The member mentioned the Canada child benefit that has helped 300,000 children get out of poverty and 900,000 Canadians get out of poverty. Programs like this are progressive and are helping Canadians.

In our campaign platform, we discussed having EI changed from 15 weeks to 26 weeks. Does the hon. member think that we are heading in the right direction in terms of supporting families, children and social development, and that this would be a very important part of that?

Opposition Motion—Special Employment Insurance Sickness BenefitsBusiness of SupplyGovernment Orders

12:30 p.m.

Conservative

Stephanie Kusie Conservative Calgary Midnapore, AB

Mr. Speaker, I recognized all of these programs to indicate just how broken our society is. In fact, I thank the speaker because I cannot think of a single better example. In the last four weeks, I had visits from the Minister of Transport and the Parliamentary Secretary for housing. They handed out 296 units to people in Calgary, in a province where they have lost over 100,000 jobs. This is exactly the problem that I am talking about. It is putting band-aids on the destruction of our economy as a result of the legislation of our entire livelihood and natural resources sector.

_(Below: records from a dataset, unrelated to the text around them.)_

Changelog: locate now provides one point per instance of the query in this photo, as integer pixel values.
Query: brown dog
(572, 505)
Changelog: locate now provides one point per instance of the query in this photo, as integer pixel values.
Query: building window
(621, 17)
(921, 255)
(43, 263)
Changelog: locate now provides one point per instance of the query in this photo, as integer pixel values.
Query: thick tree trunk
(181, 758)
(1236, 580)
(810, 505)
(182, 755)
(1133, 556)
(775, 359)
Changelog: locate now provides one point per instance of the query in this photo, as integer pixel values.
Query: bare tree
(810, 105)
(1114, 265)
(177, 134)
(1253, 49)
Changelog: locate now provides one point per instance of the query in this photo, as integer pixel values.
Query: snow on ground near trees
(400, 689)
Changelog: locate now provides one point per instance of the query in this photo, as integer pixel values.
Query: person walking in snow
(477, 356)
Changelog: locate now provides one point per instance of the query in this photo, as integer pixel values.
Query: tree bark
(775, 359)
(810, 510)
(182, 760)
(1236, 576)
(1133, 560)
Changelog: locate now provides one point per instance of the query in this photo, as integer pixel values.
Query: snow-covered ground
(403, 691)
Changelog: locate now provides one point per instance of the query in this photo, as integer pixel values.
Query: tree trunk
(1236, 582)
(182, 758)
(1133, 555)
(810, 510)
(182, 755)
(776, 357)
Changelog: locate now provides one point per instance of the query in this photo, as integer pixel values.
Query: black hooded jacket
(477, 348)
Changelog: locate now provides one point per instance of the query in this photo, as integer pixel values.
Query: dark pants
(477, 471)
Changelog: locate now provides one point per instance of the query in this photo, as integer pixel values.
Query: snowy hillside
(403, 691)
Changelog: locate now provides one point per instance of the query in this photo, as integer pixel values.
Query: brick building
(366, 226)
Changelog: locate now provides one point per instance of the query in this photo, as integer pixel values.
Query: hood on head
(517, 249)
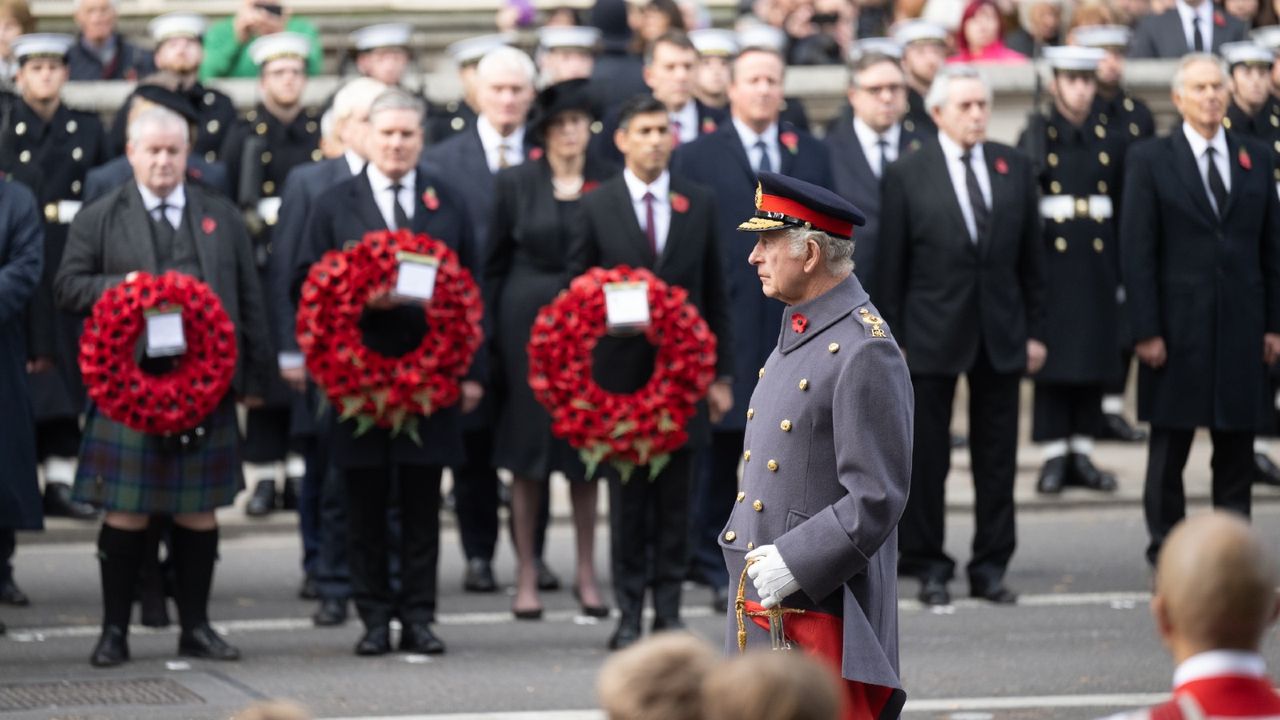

I am saying we cannot do this any more. We cannot put on band-aids and say to people we gave them a house or so many dollars a month. These problems go beyond that. Canadian families want to be independent, to take care of themselves and their children. They do not want to rely on programs like this, and the government is perpetuating that. This is not an example of a resolution. This is an example of the symptoms and the bigger problems.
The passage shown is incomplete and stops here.